There’s my nephew Wilkes on his balcony, drunk, hanging over the rail in his suit like a black flag and pumping his arm in a thumb-up victory wave, then a salute. He adores me. Once said he would follow me to hell. I’m afraid my influence on him has been vicious, even if I’m straight and sober now ten years.

Suddenly on my right is the French mockery of a restaurant, 208, yes named for its address on South Lamar, where another vet of the 2003 Iraq war rises and falls as bartender and kitchen man. He’s still a kid although bulked up from the army. They say he’s not doing well, and you know they say is truer than the Bible. Went over to help schools and hospitals. Then received fire. Returned it. The poor boy is pouring out of the mold that formed him.

By Mississippi standards, Oxford is a city. Pop 30,000 counting the university of 14 K. You can get lost merely changing your haircut, your car, your bar.

Could it be that I’m losing my very heart, Brazile. Didn’t I fight for her before we met in that feast for flyboys over Iraq? No. Christ the lamb, Christ the sword. Couldn’t He decide? Am I worshipping at the feet of nothing but a difficult poem? But most days I have Him. All pieced out into the meek and least of us. My ruin is insufferable but god, look at the alternative: the pampered zombies of most America.

There is a groove in all roads that leads this motorcycle to needy souls at home, as if the old Triumph can’t go anywhere else. Both my nephew and I are hopeless, helpless, maybe turning into souls as I speak but it feels like only fumes.
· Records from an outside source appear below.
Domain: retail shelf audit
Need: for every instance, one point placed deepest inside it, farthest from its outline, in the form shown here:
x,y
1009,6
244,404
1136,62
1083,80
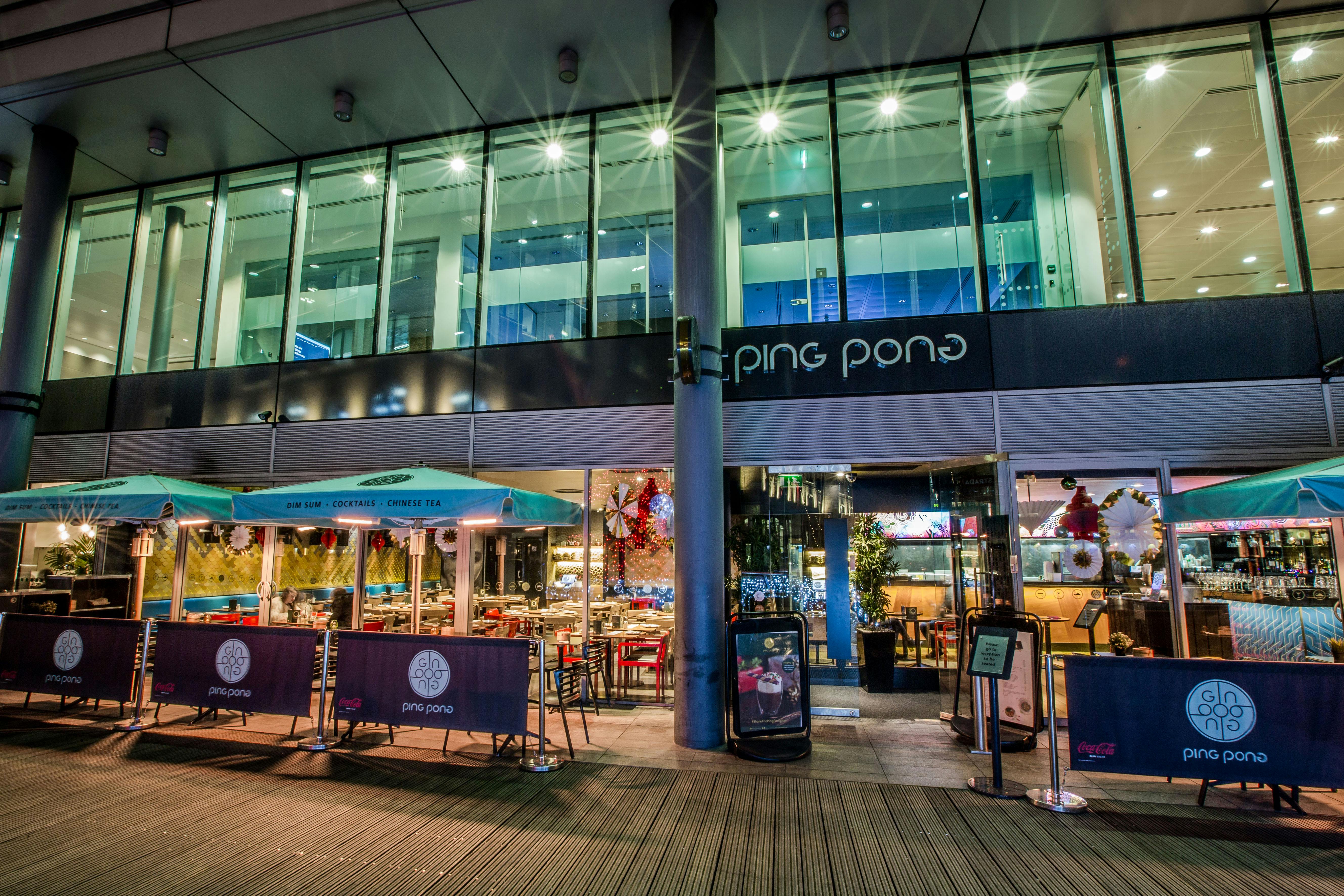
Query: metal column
x,y
698,408
33,288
I’ll die if I lose her. She keeps our dogs down in Edwards, Ms. There’s barely enough of me left to be jealous of the sound handsome men who look on her when she walks the dogs in the nearby Civil War Park and Cemetery around Vicksburg. The war dead would snap awake too when they felt her and her several hounds’ feet above them. But she is faithful, she told me so. My mission baffles and frightens her, that’s all. Yes, laughing friends deride, oh smoke is in my eyes. I’ve got faith in my bones, she said, why make a pageant out of it? You’re always trying to make a comeback, putting your doomed march on, the biggest kid in the Children’s Crusade. I swear you want to die in some god-awful place, the nastier the better. I don’t, I want to die in your arms, Brazile, I said. Wherever and whenever.